Ihre späten Nachfahren tragen zumeist lange, in das Mittelalter passende und zuweilen schon schüttere Haare, sind eigentlich Juristen und Drucker, aber vor allem sind sie dem Minnegesang verfallen. Der Abend ist nicht nur geprägt von ungewöhnlichen Klängen, sondern auch der Farbenpracht der langen Gewänder, die mit Stolz getragen werden. Begleitet von ebenfalls aus ganz Europa angereisten Musikanten mit meist historischen Instrumenten, von der Harfe über die Geige bis zu Flöten, gehen sie in St. Martini ganz selbstverständlich vor Kaiser Otto und seiner Gemahlin Beatrix in die Knie - es waren extra Schauspieler engagiert worden.
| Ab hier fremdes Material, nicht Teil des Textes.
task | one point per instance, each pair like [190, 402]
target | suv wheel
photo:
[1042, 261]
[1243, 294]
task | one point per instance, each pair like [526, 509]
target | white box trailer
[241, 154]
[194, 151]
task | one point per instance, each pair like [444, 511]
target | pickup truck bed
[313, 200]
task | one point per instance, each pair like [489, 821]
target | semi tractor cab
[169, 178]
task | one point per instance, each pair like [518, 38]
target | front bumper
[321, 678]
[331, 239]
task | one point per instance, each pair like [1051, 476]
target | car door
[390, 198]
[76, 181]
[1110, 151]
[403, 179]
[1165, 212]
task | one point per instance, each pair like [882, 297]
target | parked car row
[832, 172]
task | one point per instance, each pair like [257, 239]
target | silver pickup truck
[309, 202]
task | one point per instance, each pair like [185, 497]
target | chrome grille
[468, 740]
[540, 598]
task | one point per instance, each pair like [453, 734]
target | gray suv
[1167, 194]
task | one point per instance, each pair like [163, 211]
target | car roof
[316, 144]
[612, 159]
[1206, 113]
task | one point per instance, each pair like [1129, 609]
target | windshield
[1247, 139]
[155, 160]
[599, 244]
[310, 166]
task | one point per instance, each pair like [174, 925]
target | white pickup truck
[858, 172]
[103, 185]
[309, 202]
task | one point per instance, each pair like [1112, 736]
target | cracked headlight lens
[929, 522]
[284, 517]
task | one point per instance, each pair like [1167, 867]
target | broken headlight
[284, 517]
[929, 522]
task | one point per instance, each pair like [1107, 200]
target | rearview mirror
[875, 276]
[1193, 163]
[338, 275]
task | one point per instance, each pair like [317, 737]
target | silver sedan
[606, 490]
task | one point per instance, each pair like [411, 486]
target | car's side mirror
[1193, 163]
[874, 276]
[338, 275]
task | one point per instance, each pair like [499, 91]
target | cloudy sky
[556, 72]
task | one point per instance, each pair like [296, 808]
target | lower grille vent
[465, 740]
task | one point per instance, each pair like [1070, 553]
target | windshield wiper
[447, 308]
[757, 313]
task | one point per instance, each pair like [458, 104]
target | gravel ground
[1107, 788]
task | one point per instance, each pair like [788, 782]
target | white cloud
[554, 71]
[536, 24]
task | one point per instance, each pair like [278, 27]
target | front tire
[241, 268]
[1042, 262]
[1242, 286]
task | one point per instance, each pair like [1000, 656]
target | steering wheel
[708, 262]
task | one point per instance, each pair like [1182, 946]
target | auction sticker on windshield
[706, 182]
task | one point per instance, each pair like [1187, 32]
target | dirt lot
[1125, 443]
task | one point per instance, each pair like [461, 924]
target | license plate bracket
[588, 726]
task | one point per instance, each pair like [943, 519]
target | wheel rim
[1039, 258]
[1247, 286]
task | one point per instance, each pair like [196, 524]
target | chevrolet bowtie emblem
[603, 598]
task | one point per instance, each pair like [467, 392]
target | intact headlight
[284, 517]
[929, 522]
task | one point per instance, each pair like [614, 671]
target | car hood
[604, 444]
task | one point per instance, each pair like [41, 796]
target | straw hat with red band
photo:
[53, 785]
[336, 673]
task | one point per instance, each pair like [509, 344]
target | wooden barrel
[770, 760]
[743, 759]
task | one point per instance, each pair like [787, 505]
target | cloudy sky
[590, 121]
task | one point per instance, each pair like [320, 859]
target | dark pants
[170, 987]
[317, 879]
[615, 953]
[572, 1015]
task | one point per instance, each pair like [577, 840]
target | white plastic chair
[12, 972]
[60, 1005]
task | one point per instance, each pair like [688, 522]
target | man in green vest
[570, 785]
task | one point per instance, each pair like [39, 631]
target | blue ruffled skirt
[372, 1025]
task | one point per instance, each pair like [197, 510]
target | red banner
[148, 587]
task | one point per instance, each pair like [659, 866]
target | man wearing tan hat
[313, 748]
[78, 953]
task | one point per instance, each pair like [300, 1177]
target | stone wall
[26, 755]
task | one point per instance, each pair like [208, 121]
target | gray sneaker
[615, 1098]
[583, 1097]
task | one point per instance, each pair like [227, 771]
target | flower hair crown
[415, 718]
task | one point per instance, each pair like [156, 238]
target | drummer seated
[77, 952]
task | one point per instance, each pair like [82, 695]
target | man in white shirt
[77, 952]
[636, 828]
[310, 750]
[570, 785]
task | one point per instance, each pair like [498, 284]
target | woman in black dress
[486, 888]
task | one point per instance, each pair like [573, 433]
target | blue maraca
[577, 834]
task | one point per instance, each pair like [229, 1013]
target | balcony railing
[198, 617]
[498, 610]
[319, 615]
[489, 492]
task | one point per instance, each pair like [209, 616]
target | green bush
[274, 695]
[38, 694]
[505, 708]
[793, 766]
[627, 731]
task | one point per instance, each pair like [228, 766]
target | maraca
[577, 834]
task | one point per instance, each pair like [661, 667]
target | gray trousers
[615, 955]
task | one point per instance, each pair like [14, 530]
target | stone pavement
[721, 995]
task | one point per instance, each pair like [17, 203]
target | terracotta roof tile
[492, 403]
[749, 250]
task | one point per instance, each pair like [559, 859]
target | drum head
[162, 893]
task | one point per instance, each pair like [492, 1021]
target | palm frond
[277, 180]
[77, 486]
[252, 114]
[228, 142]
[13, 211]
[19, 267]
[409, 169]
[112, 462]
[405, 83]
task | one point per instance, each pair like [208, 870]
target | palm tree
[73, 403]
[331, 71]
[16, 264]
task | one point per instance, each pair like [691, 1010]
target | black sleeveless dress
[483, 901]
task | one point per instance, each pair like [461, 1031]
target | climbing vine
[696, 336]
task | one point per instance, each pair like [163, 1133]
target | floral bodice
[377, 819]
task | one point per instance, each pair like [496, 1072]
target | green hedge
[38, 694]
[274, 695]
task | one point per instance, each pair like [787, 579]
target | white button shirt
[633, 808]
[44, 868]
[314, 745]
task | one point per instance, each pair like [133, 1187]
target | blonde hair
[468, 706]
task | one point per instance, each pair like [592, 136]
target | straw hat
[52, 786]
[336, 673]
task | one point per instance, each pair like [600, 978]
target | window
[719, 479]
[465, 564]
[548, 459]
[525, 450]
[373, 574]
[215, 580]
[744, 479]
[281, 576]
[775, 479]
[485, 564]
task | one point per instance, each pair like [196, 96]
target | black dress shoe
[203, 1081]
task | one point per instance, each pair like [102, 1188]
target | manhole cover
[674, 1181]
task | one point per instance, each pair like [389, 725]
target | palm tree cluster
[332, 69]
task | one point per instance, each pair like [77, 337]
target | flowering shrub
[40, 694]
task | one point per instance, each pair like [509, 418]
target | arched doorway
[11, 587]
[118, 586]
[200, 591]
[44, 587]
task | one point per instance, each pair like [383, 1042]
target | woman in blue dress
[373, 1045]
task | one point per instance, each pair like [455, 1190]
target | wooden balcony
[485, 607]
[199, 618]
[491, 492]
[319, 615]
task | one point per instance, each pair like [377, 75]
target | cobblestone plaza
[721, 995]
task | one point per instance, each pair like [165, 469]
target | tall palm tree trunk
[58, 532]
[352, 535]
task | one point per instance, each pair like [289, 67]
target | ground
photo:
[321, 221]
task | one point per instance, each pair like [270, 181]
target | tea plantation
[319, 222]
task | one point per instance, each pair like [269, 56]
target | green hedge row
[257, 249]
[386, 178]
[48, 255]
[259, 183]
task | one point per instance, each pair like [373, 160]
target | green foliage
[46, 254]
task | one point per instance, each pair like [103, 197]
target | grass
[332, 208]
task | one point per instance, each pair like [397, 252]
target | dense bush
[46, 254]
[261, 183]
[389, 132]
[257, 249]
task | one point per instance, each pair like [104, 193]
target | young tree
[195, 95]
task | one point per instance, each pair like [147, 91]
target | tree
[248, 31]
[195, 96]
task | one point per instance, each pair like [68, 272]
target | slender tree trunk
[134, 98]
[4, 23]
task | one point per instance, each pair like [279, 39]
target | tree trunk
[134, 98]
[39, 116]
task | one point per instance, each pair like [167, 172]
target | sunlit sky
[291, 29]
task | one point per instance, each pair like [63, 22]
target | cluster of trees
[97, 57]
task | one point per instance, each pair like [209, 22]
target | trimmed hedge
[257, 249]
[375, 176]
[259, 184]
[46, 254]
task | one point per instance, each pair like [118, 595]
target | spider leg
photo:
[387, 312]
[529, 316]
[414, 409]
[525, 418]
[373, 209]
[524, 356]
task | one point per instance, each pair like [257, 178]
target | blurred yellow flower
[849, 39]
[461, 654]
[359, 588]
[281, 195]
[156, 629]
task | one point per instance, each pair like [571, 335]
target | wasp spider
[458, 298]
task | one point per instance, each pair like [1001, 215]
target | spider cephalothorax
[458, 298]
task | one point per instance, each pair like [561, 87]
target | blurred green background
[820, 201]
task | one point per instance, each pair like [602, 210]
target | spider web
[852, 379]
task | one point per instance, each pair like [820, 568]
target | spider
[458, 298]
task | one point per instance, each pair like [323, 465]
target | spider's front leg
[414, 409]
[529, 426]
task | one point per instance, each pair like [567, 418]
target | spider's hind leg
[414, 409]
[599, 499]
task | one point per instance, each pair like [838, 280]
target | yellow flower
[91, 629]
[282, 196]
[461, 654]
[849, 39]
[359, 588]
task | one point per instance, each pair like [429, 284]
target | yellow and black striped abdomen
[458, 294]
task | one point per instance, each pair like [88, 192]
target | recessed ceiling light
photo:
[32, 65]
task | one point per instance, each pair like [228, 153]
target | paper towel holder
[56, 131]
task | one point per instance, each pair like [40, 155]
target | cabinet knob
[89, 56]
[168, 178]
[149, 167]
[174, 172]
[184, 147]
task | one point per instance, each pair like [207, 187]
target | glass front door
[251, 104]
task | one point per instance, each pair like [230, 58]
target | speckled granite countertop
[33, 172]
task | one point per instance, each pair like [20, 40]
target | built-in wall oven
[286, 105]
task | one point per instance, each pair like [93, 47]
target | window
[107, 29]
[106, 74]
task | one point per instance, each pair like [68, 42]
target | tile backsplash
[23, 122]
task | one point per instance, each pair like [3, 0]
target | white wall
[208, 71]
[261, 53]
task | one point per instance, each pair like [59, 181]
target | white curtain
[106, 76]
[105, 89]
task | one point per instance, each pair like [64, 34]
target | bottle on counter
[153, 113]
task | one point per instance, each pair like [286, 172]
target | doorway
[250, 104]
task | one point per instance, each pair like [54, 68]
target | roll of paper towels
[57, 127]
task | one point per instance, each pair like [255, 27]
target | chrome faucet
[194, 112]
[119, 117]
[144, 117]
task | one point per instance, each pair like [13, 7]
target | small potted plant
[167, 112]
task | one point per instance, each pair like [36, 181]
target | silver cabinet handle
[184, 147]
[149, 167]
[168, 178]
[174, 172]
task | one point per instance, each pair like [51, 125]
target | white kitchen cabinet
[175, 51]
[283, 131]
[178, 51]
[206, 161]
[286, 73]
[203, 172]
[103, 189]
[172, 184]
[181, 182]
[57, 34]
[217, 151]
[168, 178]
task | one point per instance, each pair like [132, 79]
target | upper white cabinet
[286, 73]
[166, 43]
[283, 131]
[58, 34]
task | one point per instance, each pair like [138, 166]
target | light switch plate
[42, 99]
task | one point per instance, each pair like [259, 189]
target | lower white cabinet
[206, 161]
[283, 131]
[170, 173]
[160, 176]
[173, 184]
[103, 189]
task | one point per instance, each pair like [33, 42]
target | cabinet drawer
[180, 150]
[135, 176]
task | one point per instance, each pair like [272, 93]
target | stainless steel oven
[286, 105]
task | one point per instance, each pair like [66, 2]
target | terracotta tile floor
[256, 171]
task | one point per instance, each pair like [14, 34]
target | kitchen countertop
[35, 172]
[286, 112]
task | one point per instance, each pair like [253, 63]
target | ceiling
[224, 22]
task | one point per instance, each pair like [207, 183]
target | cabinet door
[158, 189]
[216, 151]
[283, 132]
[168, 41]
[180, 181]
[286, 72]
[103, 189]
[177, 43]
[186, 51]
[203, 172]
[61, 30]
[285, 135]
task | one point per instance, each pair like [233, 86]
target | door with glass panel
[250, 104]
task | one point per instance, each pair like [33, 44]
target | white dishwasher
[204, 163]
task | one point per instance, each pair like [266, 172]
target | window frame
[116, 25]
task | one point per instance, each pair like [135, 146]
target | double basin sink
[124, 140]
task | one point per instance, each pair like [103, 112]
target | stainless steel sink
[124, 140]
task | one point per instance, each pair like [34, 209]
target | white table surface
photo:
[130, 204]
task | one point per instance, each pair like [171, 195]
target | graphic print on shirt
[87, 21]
Mal traurig, mal nachdenklich, mal fröhlich - wenn sie von vollen Tischen am Hofe berichten - erzählen sie ihre Geschichten auf Mittelhochdeutsch, Englisch, Französisch und Italienisch. Und durch die mächtige dreischiffige Kirche hallte auch eifrig beklatschte Kirchenkritik aus dem Mittelalter: "Und wer ein Bischof werden will, der braucht vor allem ganz viel Geld." Der Braten samt Geruch gehört in die Zeit des Minnegesangs (die mittelalterliche Fürstentafel ist sehr fleischlastig), wird in der Pause in der Kirche serviert in aufgeschnittenen riesigen Brötchen.

Auch bei den Minnesängern gilt indes: Es kann nur einen geben - einen Sieger. Und der heißt Davide di Giannantonio. Der junge Barde und Lautenspieler aus dem norditalienischen Cuneo setzte sich gegen die sechs Mitbewerber durch. Mit seinen Liedern verzauberte er Herz und Ohren der "holden Beatrix" derart, dass sie ihn schließlich zum Sieger kürte. Zufrieden waren auch die Veranstalter: Mit 1500 Besuchern wurden die Erwartungen deutlich übertroffen.